AMC
- Broadcast area: Balkans Baltics Central and Eastern Europe Iberia Ireland Israel United Kingdom
- Network: AMC Networks International UK AMC Networks International Central Europe AMC Networks International Iberia

Programming
- Picture format: 1080i HDTV (downscaled to 16:9 576i for the SDTV feed)

Ownership
- Owner: AMC Networks International
- Sister channels: Film Cafe CBS Reality Extreme Sports Channel JimJam Minimax Legend Outdoor Channel RealityXtra RealityXtra2 Sundance TV

History
- Launched: 4 November 2014; 11 years ago (Portugal and Spain) 28 August 2015; 10 years ago (United Kingdom) 6 May 2016; 10 years ago (Poland) 21 February 2023; 3 years ago (Ireland)
- Replaced: MGM Channel
- Closed: 31 December 2018; 7 years ago (Netherlands and Flanders) 1 January 2019; 7 years ago (Russia) 28 September 2023; 2 years ago (United Kingdom) 31 July 2024; 23 months ago (Ireland)
- Replaced by: Hollywood (Russia only)

Links
- Website: AMC Poland AMC Portugal AMC Spain AMC UK

= AMC (European TV channel) =

European TV channel

AMC is a European TV channel launched by AMC Networks International. AMC replaced the MGM Channel in Portugal and Spain on 4 November 2014, and in Poland on 6 May 2016. AMC-produced dramas Halt & Catch Fire and The Divide are among the first original series that premiered on the channel. The channel also airs films from MGM, Universal Studios, Paramount Pictures, Warner Bros. Pictures, Walt Disney Pictures, 20th Century Studios and Sony Pictures Entertainment. The channel launched in the United Kingdom on 28 August 2015, in partnership with BT TV and branded AMC from BT. Until 2019, Sky customers in the UK had access to the channel if they subscribed to BT Sport, but was subsequently removed from the platform on 2 October 2019, making the channel exclusive to BT TV subscribers.

== History ==
The channel launched in Ireland on 21 February 2023 on Virgin Media Ireland.
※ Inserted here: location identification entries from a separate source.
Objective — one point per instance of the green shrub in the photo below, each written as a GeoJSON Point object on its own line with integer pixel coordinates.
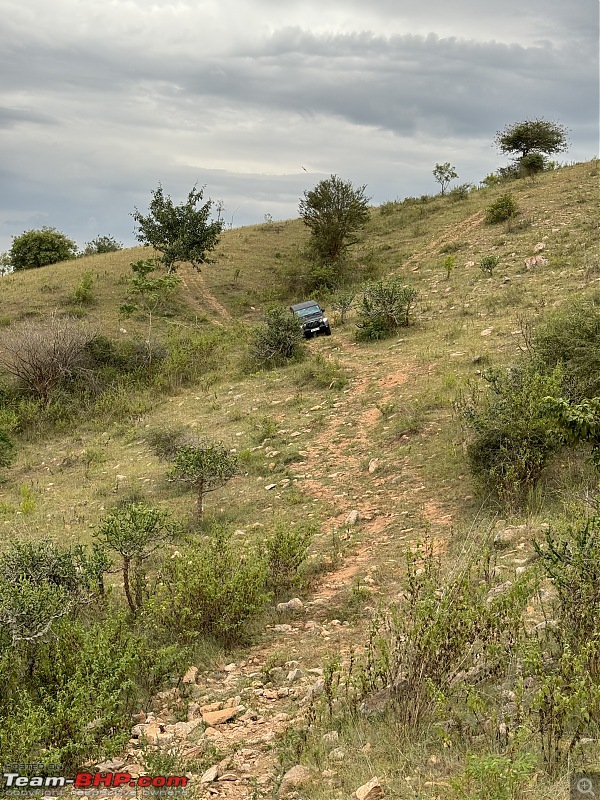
{"type": "Point", "coordinates": [384, 307]}
{"type": "Point", "coordinates": [286, 550]}
{"type": "Point", "coordinates": [84, 294]}
{"type": "Point", "coordinates": [512, 432]}
{"type": "Point", "coordinates": [277, 341]}
{"type": "Point", "coordinates": [571, 336]}
{"type": "Point", "coordinates": [460, 192]}
{"type": "Point", "coordinates": [211, 590]}
{"type": "Point", "coordinates": [501, 209]}
{"type": "Point", "coordinates": [38, 248]}
{"type": "Point", "coordinates": [7, 448]}
{"type": "Point", "coordinates": [101, 244]}
{"type": "Point", "coordinates": [444, 629]}
{"type": "Point", "coordinates": [489, 263]}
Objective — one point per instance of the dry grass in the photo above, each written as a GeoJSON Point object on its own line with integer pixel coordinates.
{"type": "Point", "coordinates": [316, 444]}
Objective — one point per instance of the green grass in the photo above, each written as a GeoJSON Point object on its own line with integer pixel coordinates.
{"type": "Point", "coordinates": [313, 428]}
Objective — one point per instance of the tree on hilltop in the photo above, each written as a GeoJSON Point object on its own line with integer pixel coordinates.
{"type": "Point", "coordinates": [532, 136]}
{"type": "Point", "coordinates": [180, 233]}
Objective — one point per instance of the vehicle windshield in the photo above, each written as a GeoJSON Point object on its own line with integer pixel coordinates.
{"type": "Point", "coordinates": [308, 312]}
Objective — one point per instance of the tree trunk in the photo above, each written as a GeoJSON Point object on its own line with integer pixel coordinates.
{"type": "Point", "coordinates": [126, 562]}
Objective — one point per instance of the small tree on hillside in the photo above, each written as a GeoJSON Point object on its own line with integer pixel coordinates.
{"type": "Point", "coordinates": [39, 248]}
{"type": "Point", "coordinates": [206, 466]}
{"type": "Point", "coordinates": [532, 136]}
{"type": "Point", "coordinates": [444, 173]}
{"type": "Point", "coordinates": [277, 340]}
{"type": "Point", "coordinates": [334, 211]}
{"type": "Point", "coordinates": [134, 531]}
{"type": "Point", "coordinates": [180, 233]}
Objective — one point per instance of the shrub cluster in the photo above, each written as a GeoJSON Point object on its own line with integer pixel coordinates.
{"type": "Point", "coordinates": [384, 307]}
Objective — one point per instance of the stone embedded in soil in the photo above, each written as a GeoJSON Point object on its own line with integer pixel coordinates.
{"type": "Point", "coordinates": [373, 790]}
{"type": "Point", "coordinates": [213, 718]}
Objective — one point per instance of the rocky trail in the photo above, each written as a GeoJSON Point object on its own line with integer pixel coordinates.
{"type": "Point", "coordinates": [380, 506]}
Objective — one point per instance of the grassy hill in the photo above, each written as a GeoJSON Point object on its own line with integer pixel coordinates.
{"type": "Point", "coordinates": [358, 427]}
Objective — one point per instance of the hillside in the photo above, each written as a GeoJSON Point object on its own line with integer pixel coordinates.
{"type": "Point", "coordinates": [360, 443]}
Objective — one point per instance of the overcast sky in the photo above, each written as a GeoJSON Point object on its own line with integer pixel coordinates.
{"type": "Point", "coordinates": [100, 100]}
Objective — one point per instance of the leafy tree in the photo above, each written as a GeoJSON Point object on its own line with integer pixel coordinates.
{"type": "Point", "coordinates": [580, 422]}
{"type": "Point", "coordinates": [206, 466]}
{"type": "Point", "coordinates": [443, 174]}
{"type": "Point", "coordinates": [532, 136]}
{"type": "Point", "coordinates": [384, 307]}
{"type": "Point", "coordinates": [37, 248]}
{"type": "Point", "coordinates": [277, 340]}
{"type": "Point", "coordinates": [180, 233]}
{"type": "Point", "coordinates": [334, 211]}
{"type": "Point", "coordinates": [101, 244]}
{"type": "Point", "coordinates": [343, 302]}
{"type": "Point", "coordinates": [134, 531]}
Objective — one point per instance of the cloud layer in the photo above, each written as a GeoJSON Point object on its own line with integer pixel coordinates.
{"type": "Point", "coordinates": [99, 101]}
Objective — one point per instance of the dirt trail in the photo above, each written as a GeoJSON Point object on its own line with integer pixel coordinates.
{"type": "Point", "coordinates": [451, 234]}
{"type": "Point", "coordinates": [349, 467]}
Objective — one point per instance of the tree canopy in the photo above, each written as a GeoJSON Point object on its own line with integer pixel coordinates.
{"type": "Point", "coordinates": [180, 233]}
{"type": "Point", "coordinates": [334, 210]}
{"type": "Point", "coordinates": [532, 136]}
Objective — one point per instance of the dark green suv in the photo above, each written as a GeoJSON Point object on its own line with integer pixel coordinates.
{"type": "Point", "coordinates": [312, 319]}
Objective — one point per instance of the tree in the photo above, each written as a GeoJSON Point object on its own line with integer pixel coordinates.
{"type": "Point", "coordinates": [277, 340]}
{"type": "Point", "coordinates": [334, 210]}
{"type": "Point", "coordinates": [39, 248]}
{"type": "Point", "coordinates": [101, 244]}
{"type": "Point", "coordinates": [134, 531]}
{"type": "Point", "coordinates": [532, 136]}
{"type": "Point", "coordinates": [180, 233]}
{"type": "Point", "coordinates": [579, 423]}
{"type": "Point", "coordinates": [206, 466]}
{"type": "Point", "coordinates": [444, 173]}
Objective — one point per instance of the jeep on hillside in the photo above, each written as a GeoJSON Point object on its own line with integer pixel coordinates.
{"type": "Point", "coordinates": [312, 319]}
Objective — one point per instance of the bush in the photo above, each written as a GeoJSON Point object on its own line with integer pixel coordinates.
{"type": "Point", "coordinates": [460, 192]}
{"type": "Point", "coordinates": [38, 248]}
{"type": "Point", "coordinates": [286, 550]}
{"type": "Point", "coordinates": [43, 355]}
{"type": "Point", "coordinates": [84, 294]}
{"type": "Point", "coordinates": [211, 590]}
{"type": "Point", "coordinates": [501, 209]}
{"type": "Point", "coordinates": [489, 263]}
{"type": "Point", "coordinates": [571, 336]}
{"type": "Point", "coordinates": [277, 341]}
{"type": "Point", "coordinates": [512, 431]}
{"type": "Point", "coordinates": [7, 448]}
{"type": "Point", "coordinates": [101, 244]}
{"type": "Point", "coordinates": [444, 630]}
{"type": "Point", "coordinates": [384, 307]}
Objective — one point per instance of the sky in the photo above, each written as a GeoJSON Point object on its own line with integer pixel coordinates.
{"type": "Point", "coordinates": [102, 100]}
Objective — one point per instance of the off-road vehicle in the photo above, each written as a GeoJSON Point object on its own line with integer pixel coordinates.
{"type": "Point", "coordinates": [312, 319]}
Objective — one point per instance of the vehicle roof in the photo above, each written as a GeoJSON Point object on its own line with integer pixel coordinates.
{"type": "Point", "coordinates": [306, 304]}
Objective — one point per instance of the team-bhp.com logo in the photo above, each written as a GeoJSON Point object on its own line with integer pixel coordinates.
{"type": "Point", "coordinates": [91, 780]}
It was removed from the service on 30–31 July 2024.

AMC closed in the Netherlands and Flanders on 31 December 2018 and in Russia on 1 January 2019, where it was replaced by Hollywood channel.

On 17 August 2023, it was announced that the AMC UK channel and all on-demand content would be removed from BT TV on 28 September 2023, ending AMC's presence in the UK.